The case at first seems clear-cut, with the evidence strongly suggesting that the boy was guilty, but one man (Henry Fonda) opposes the other eleven jurors and declares that he believes it was not so simple. Angering some, but earning the respect of others, he then attempts to convince them that the boy could not be convicted on the basis that there was reasonable doubt to his guilt.
Tempers flair amidst the sweltering environment as these impatient and headstrong men verbally throw around their opinions, as the case is meticulously re-examined, and the evidence re-considered by Fonda's determined and unfazed protagonist. Sure enough, the votes begin to sway.

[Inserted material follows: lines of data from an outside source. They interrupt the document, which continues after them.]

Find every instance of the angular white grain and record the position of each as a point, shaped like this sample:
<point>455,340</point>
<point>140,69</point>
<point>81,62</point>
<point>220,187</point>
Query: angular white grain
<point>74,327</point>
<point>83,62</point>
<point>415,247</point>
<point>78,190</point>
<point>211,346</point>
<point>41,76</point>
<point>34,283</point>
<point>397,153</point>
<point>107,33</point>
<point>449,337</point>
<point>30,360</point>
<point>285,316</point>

There was no requirement to even view the scenes from the courtroom. The way they are described and considered amongst the dialogued exchanges proves to be just as compelling. The screenplay is wonderful, the characters beautifully written and the performances from the fine cast are impeccable.
The lengthy and complex conversations are also beautifully captured by Lumet's sweeping camera, as it circles the room often capturing multiple individual conversations one after another. A culturally significant achievement, 12 Angry Men is an established classic and an incredible debut feature from one of America's most talented and respected filmmakers.